Mendelevich tells the Machon Meir students that the group was armed with one machine gun. "It's a real war, we thought, not a game. If they try to kill us, we'd be smarter."

He mentions as an aside that Dymshitz is now close to 80 years old and living in Rehovot. Another "hijacker," Edward Kuznetsov lives in Motza, just outside Jerusalem.

In fact, the hijackers never got off the ground. The KGB had been tipped off and knew the entire plan. All 15 of those waiting to board the small plane were arrested that day, along with several hundred other Jewish activists from all over the country. The KGB hoped the arrests would derail the Zionist movement.

Mendelevich describes how the euphoria of his imminent departure turned in an instant to the grim realization that "I had lost my life, I had nothing." All through the interrogation period, Mendelevich was abjectly guilt -ridden that by his actions he had caused the arrest of so many other Jews. Eventually he realized that had the group not undertaken their action, Jewws would have been worse off, their weakness and vulnerability exposed.

"Prison is like a grave," Yosef explains to the rapt students. "There's total silence. It's supposed to make you feel as if you're forgotten." Yosef recounts several prison stories. He determined that he would observe Shabbat. In preparation, he started to clean his cell as his guards looked on in astonishment. While cleaning the walls, Yosef discovered a nail protruding from the wall. He used it to etch a depiction of candles into the wall. "When I "lit" these candles and said the blessing, they were truly radiant and I imagined I could see Jerusalem through the flames," he recalls. He had hoarded the best parts of the week's bread to use on Shabbat, and tore off a piece of material as a "challah" cover. "What a magnificent Shabbat I had.." marvels Yosef. "In this way I felt myself completely free.. I had my own private geula (redemption) in prison."

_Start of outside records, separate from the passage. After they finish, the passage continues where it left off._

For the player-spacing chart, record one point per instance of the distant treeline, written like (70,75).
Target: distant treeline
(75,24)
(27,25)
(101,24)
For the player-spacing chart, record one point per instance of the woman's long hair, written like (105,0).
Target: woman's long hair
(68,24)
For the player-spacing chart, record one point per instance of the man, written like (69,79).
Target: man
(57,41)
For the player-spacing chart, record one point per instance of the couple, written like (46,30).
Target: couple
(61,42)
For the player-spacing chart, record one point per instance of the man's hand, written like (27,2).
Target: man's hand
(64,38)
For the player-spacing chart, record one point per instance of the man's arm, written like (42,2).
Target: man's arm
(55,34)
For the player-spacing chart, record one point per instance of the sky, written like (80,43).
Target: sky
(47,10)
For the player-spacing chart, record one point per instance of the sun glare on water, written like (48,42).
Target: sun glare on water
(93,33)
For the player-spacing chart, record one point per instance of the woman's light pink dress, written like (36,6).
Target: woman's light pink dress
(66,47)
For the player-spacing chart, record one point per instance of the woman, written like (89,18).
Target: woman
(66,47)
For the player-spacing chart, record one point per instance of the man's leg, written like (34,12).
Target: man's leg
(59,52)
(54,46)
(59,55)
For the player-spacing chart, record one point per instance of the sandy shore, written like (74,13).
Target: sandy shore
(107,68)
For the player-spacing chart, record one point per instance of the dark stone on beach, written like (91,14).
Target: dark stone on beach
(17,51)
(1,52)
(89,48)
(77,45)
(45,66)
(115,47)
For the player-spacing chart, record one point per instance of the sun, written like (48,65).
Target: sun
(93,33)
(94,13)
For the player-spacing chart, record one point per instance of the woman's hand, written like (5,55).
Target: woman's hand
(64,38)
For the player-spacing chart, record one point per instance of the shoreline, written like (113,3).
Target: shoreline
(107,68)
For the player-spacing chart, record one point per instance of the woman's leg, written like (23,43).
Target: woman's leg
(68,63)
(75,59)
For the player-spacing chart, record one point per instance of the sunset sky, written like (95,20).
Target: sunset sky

As the hour at Machon Meir grew late, Yosef didn't have time to tell the students how he ended up in the same prison camp as Natan Sharansky, and how he taught Sharansky Hebrew and exchanged messages with him in a bizarre variety of ways--including by pumping the water out of the toilets in their cells and communicating through the toilet bowl. When news arrived that Sharansky's father had died, Mendelevich prepared the kaddish prayer for the dead for him on a tiny piece of paper and threw it over the wall of their adjoining exercise yards.

The lives of the two former Soviet Prisoners of Zion have diverged since those days. Sharansky, father of two teenage daughters, entered the world of politics and is a minister in the Israeli cabinet. Both his Hebrew and English are marked with a heavy Russian accent. His books have met with great acclaim, particularly his most recent effort: 'The Case for Democracy,' that zoomed up the New York Times bestseller list after a ringing endorsement from President Bush. Sharansky is a much-in-demand speaker on college campuses, conferences and high level meetings all over the world and just made Time Magazine's Top 100 List.

Meanwhile, Mendelevich's powerful message of Jewish spiritual survival that could be inspiring a new generation is sadly heard by only a few.